I’m sure, with a title like this one, you’re expecting me to unload a litany of problems with kids today. After all, don’t older generations always believe that the “kids of today” are worse than they themselves were? I will admit that I do believe there are some things that are lacking in kids today, but I’ll try not to linger on that line of thought.

     My father and I just returned from a three-day trip with twenty-two honor society students. These students ranged from eleven years of age to seventeen. The hotel clerk who checked us in on Thursday night told us on Friday that she had come back to work that morning expecting to put out fires from complaints about my students. She was amazed that there weren’t any. She said that hotels dreaded school groups because the kids were always awful… throwing chocolate milk at the walls, jumping on the beds, and running and yelling down the halls. I quote, “Your students comport themselves like adults.” Dad and I were so proud, we could have sprouted peacock feathers!

    Students like ours are the anomaly. As I stood in line at the Marble Slab Creamery the next night, two women and three children came in and joined the line behind me. A girl about ten years old took the place right behind me, and in a matter of three minutes, she had elbowed me twice, bumped her rear into mine, and full-on leaned on me two times! I could not believe the women were letting her do this! I had to leave for fear my face would show my disdain and I’d end up on someone’s phone video as one of those women.
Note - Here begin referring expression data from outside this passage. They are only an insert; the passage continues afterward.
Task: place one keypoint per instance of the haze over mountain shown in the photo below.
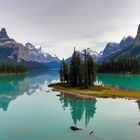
(14, 52)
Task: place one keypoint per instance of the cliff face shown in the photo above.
(137, 38)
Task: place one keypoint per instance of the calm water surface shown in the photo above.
(29, 110)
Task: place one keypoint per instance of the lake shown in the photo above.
(29, 110)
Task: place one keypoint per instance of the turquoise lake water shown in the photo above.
(29, 110)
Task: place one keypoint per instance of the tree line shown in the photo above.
(121, 65)
(80, 73)
(12, 68)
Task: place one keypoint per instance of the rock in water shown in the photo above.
(74, 128)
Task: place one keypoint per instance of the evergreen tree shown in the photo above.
(80, 73)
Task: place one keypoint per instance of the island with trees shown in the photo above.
(78, 78)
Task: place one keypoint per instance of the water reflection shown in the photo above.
(80, 109)
(12, 86)
(129, 82)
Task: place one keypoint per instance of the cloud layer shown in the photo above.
(59, 25)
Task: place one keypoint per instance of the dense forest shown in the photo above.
(12, 68)
(121, 66)
(81, 71)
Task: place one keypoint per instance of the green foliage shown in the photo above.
(122, 65)
(12, 68)
(80, 73)
(64, 75)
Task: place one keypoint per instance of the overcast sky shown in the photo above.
(59, 25)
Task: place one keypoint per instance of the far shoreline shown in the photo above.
(96, 91)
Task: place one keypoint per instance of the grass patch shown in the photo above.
(96, 91)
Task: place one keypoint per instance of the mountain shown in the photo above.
(113, 49)
(133, 50)
(14, 52)
(92, 53)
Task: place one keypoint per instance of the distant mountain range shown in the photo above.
(14, 52)
(128, 47)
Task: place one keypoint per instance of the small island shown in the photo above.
(77, 79)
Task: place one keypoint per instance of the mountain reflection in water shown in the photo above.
(80, 109)
(12, 86)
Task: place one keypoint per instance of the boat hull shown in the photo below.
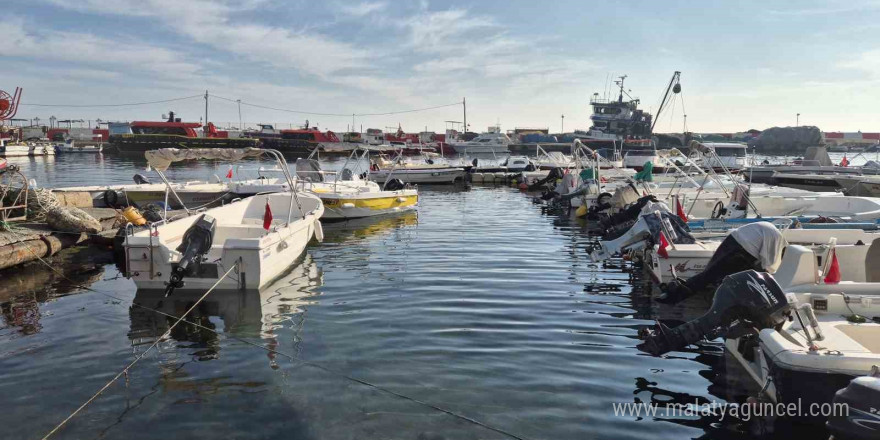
(344, 207)
(425, 176)
(137, 144)
(262, 256)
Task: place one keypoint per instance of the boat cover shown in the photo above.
(309, 169)
(162, 158)
(763, 241)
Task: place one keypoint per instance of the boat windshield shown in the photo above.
(730, 152)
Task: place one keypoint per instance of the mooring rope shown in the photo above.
(139, 357)
(253, 344)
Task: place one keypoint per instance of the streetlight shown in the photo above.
(239, 113)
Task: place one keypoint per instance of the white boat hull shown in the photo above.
(422, 176)
(261, 255)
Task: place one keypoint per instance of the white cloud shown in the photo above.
(86, 49)
(362, 9)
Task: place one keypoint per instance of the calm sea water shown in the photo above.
(479, 317)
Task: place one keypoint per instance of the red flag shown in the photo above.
(833, 275)
(664, 243)
(267, 217)
(680, 210)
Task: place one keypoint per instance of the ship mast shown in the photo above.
(673, 87)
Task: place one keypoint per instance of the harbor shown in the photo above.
(432, 221)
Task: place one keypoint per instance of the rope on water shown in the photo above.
(139, 357)
(253, 344)
(40, 200)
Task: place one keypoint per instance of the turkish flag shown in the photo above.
(664, 243)
(267, 217)
(833, 275)
(680, 210)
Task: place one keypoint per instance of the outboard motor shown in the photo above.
(394, 185)
(746, 300)
(554, 174)
(630, 214)
(196, 243)
(140, 179)
(862, 420)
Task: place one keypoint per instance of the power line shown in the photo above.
(347, 115)
(115, 105)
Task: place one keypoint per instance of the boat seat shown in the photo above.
(867, 336)
(872, 263)
(798, 267)
(225, 232)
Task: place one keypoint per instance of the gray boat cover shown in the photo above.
(788, 138)
(817, 156)
(162, 158)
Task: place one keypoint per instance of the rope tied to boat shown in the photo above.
(181, 318)
(140, 356)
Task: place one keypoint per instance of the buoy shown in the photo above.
(133, 216)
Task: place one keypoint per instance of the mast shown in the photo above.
(673, 87)
(464, 107)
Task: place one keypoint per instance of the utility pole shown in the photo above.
(464, 107)
(239, 114)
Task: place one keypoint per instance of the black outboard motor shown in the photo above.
(196, 243)
(861, 421)
(730, 257)
(555, 173)
(394, 185)
(744, 301)
(140, 179)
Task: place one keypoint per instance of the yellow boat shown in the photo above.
(349, 196)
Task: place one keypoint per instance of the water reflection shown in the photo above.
(239, 314)
(363, 228)
(25, 288)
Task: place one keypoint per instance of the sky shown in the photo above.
(744, 64)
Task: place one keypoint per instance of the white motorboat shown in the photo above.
(687, 260)
(491, 142)
(257, 238)
(803, 350)
(859, 185)
(832, 338)
(427, 171)
(637, 157)
(25, 150)
(348, 196)
(70, 146)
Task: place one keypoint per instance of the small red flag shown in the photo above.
(267, 217)
(664, 243)
(680, 210)
(833, 275)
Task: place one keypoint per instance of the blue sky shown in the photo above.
(744, 64)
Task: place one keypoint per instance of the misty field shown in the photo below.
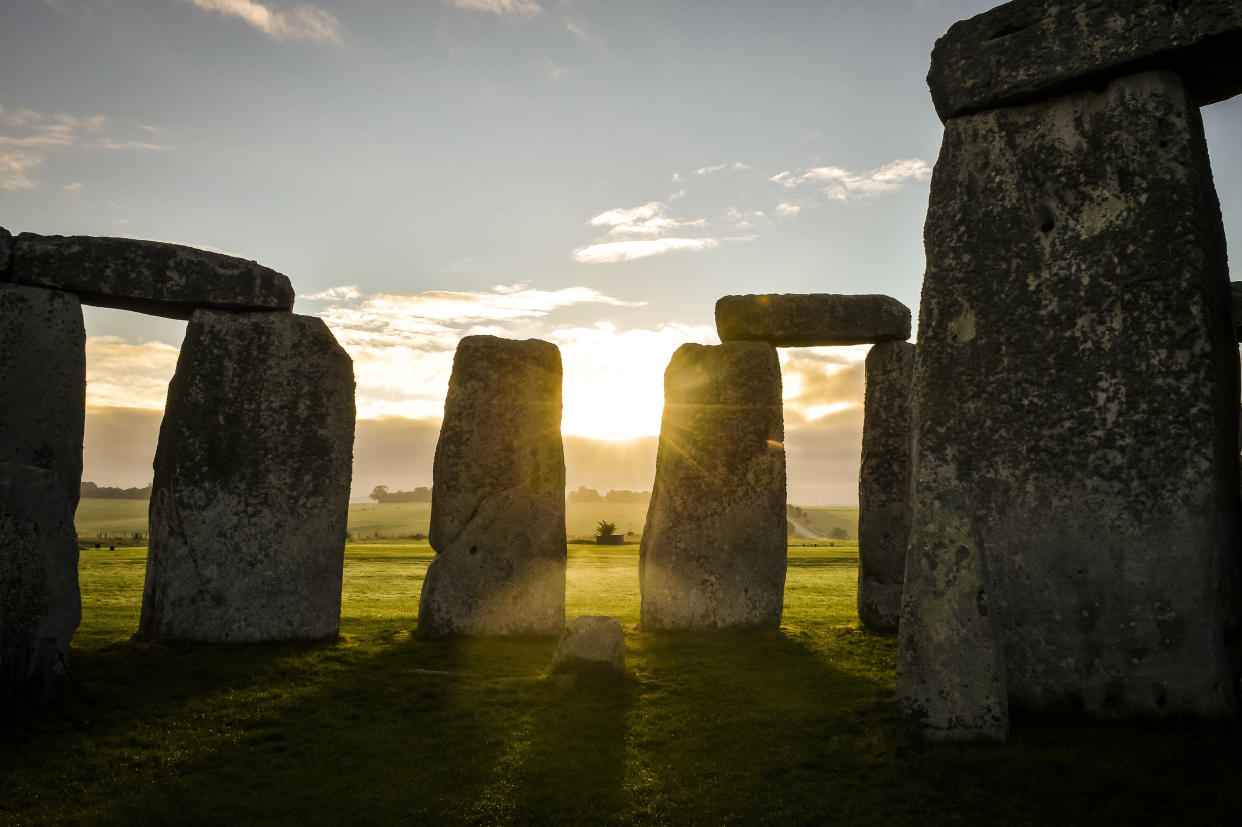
(113, 518)
(785, 727)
    Let me assert that there is nothing wrong with today’s kids.  It is the adults around them that are to be congratulated or blamed for their behavior.  Our kids behaved beautifully because we 1) laid out the expected behavior, 2) let them know that an infraction would lead to a call to the student’s parents - no matter the time- and that student leaving the trip immediately, and 3) promised that that would be the student’s last trip with us should he misbehave. Sound harsh? My favorite principal maxim is this: a person will not change a behavior until it becomes uncomfortable to do that behavior. My job as principal is to make noncompliance uncomfortable.

     The ironic thing, though, is that very rarely do I actually have to follow through on that threat. My second assertion is this: when kids know what is expected of them, they tend to do it. Okay, maybe not chores around the house. In thirty-two years of teaching, though, I have not had to follow through on that disciplinary action but twice, and those two times were years apart.
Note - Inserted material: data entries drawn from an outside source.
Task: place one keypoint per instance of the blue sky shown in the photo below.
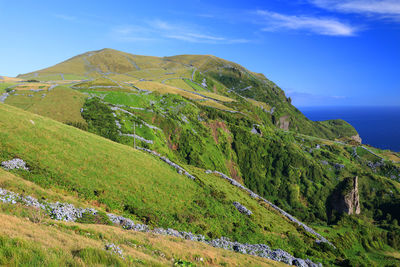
(321, 52)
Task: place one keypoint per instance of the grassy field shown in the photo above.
(31, 86)
(120, 179)
(214, 104)
(48, 243)
(179, 83)
(27, 237)
(61, 103)
(195, 86)
(165, 89)
(259, 104)
(4, 86)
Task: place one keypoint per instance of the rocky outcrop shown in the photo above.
(308, 229)
(68, 212)
(178, 168)
(346, 199)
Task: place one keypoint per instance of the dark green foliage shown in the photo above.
(181, 262)
(78, 125)
(100, 119)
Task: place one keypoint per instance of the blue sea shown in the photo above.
(377, 126)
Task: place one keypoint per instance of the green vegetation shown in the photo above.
(241, 124)
(61, 103)
(112, 172)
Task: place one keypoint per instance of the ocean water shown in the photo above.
(377, 126)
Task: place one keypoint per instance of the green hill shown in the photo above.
(203, 113)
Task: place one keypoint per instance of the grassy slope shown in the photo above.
(124, 180)
(224, 73)
(61, 103)
(27, 237)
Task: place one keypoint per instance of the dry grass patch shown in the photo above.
(152, 249)
(31, 86)
(165, 89)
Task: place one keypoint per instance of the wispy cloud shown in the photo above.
(65, 17)
(160, 29)
(380, 8)
(323, 26)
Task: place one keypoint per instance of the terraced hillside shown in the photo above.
(213, 118)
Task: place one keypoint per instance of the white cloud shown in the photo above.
(65, 17)
(323, 26)
(381, 8)
(161, 30)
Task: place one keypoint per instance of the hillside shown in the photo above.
(210, 116)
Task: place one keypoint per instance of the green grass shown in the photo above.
(4, 86)
(179, 83)
(132, 182)
(123, 98)
(195, 86)
(61, 103)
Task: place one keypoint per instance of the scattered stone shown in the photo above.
(114, 249)
(178, 168)
(67, 212)
(16, 163)
(320, 239)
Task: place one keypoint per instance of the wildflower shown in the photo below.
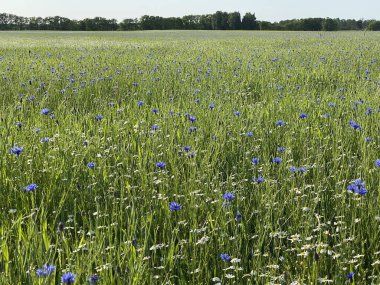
(30, 188)
(154, 127)
(161, 165)
(357, 187)
(229, 196)
(93, 279)
(281, 149)
(277, 160)
(303, 116)
(186, 148)
(255, 161)
(355, 125)
(68, 278)
(350, 275)
(45, 271)
(238, 217)
(45, 111)
(173, 206)
(17, 150)
(280, 123)
(259, 179)
(91, 165)
(225, 257)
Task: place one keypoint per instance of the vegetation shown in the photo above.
(189, 158)
(217, 21)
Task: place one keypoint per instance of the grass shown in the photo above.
(113, 220)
     The kids of today know facts and processes that I didn’t know till I was an adult. The kids of today look up DIY and teach themselves instruments and art and cooking. The kids of today can make music with as many layers as a symphony. Kids are amazing! No less amazing than they ever were. It’s the adults who have changed. Some are overly cautious, listening to talking heads telling them the world is out to get their children. Others are so absorbed with their own pursuits, games, and phones, that they’ve left their kids to raise themselves. Good parents throughout the generations have always followed their guts, and good kids were the result of testing and trying and finding what works. That takes time and courage.

   I’d like to thank those parents who have taken the time to teach their children that being a part of society has required protocol, that gaining material items is a privilege rather a right, and that decency is always the best option. You are the heroes our world desperately needs!